Etkin bayi teşkilatı sayesinde oluşturulan tüketiciye yakınlık, Koç Topluluğu için rekabetin en etkili araçlarından biri. Siz iş süreçlerinizde müşteri memnuniyetini bu anlamda nerede konumlandırıyorsunuz?
Tüm dünyada; marka, ürün ve hizmet ile müşterinin ilişkisi değişiyor. Müşteri beklentileri her geçen gün daha yükseliyor. Türk tüketicisi de artık satıcıdan alıcıya giden tek yönlü bir ilişki istemiyor. Tüketiciyi daha aktif ve duygusal hale getiren bu ilişkiyi kaliteli ve verimli kılmak bizim temel görevimiz haline geldi. Bunun bir parçası olarak, grup şirketlerimizin mal ve hizmetleri arasında da sinerji, yani bir güç birliği yaratmaya önem vermeliyiz. Bu sinerji, markalarımızı güçlendirmede önemli bir katkı sağlayacaktır.
Bayi teşkilatımız, modern tesisleri ve hizmet kalitesi ile markalarımızın imajını ve müşteri memnuniyetimizi daha ileri seviyelere taşımamızda çok önemli bir rol oynuyorlar. Müşteri beklentilerini karşılamanın her geçen gün daha da zorlaştığı günümüzde; bayilerimiz bizi tüm Türkiye’de yenilikçi, yaratıcı, kaliteli, güler yüzlü ve çözüm üreten bir anlayışla temsil ediyor. Bu denli güçlü ve başarılı bir bayi ağına sahip olduğumuzdan dolayı oldukça şanslı olduğumuzu düşünüyorum.
Tüm başarılarımızın arkasında bu büyük ailenin yarattığı birlik, güç ve motivasyon vardır.
Her dönem bayilerle iletişime bu denli önem veren Topluluk çatısı altında, sizin bayilere tavsiyeleriniz neler olur?
Öncelikle her zaman değişimi takip etmek, her zaman planlı ve programlı olarak hareket etmek, bir de her zaman rakipleri yakından izlemek gerekiyor. İş yaşamında başarılı olmak için bunlar asgari olarak yerine getirilmesi gerekenler. Tesis ve hizmetlerde dünya standartlarını yakalamak, kaynakları ve sermayeyi akıllıca kullanmak ve kurumsal bir yapıya kavuşmak… Bu üçünü de kurumlarımızı, şirketlerimizi bir adım ileri taşımak için yapılması gerekenler olarak sıralayabiliriz.

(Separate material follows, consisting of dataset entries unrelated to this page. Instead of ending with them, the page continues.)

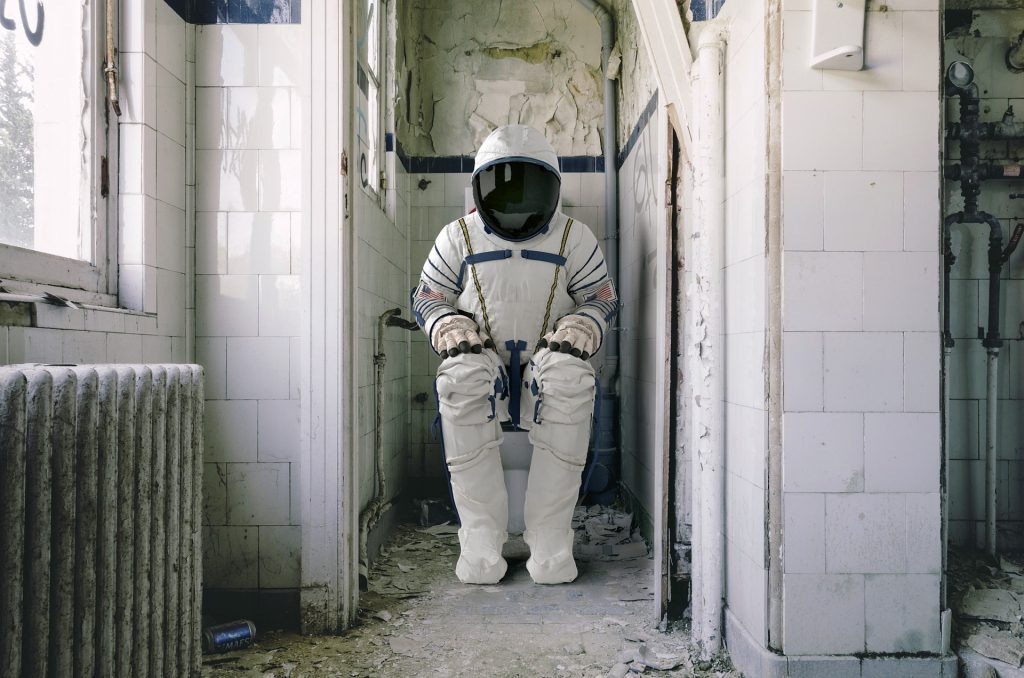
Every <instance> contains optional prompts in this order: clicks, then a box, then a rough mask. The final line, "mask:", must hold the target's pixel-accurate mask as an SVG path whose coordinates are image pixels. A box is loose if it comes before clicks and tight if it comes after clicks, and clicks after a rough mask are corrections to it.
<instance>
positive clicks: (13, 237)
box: [0, 0, 117, 304]
mask: <svg viewBox="0 0 1024 678" xmlns="http://www.w3.org/2000/svg"><path fill="white" fill-rule="evenodd" d="M101 5H103V3H102V2H101V1H100V0H83V1H80V2H62V1H60V2H57V1H53V0H45V1H44V0H15V1H10V0H8V1H7V2H5V3H0V8H2V9H0V281H2V283H0V284H2V285H3V286H4V287H5V288H6V289H8V290H11V289H22V290H24V289H26V286H29V287H30V288H31V287H32V286H34V285H44V286H47V287H54V288H62V289H66V290H67V291H68V294H67V295H65V296H68V297H69V298H74V299H77V300H79V301H90V302H96V303H103V304H112V303H113V301H114V299H115V298H116V296H115V295H116V289H115V288H114V285H116V265H115V263H116V262H114V261H112V259H113V257H114V256H116V252H114V253H112V252H111V251H110V250H111V247H110V246H111V244H116V243H117V237H116V234H114V232H112V234H108V232H106V226H108V223H111V224H113V223H114V222H115V221H114V220H113V219H109V218H108V211H109V207H108V205H109V202H110V198H111V197H109V196H106V195H101V193H105V184H106V183H114V184H115V185H116V183H117V181H116V179H115V180H114V181H113V182H108V181H102V179H103V176H102V171H101V170H102V169H105V167H104V160H103V159H104V157H108V156H109V155H110V154H109V150H108V136H106V129H108V122H109V121H108V115H106V109H108V107H106V97H105V91H104V87H103V79H102V69H103V63H102V51H101V49H100V45H101V39H102V35H103V34H102V30H101V29H102V27H103V22H102V20H100V19H101V18H102V16H101V9H102V7H101ZM111 118H112V120H111V121H110V124H111V125H113V127H114V128H115V129H116V127H117V125H116V119H115V118H113V116H112V117H111ZM101 182H102V183H103V184H104V186H103V187H101ZM56 292H57V293H58V294H59V293H60V290H56Z"/></svg>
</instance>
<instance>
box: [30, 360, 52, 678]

Ancak kalıcı başarının yolu geleceğe yatırımdan geçiyor. İnsan kaynağına önem vermek, ikinci ve üçüncü nesilleri iyi yetiştirmek sadece şirketlerimizin değil, ülkemizin gelişmesi için de muhakkak yerine getirmemiz gereken yatırımlar. En kıymetli sermayemiz çalışanlarımızdır, bunu hiçbir zaman aklımızdan çıkarmamalıyız. Onlara yapacağımız yatırım hiçbir zaman boşa çıkmayacaktır.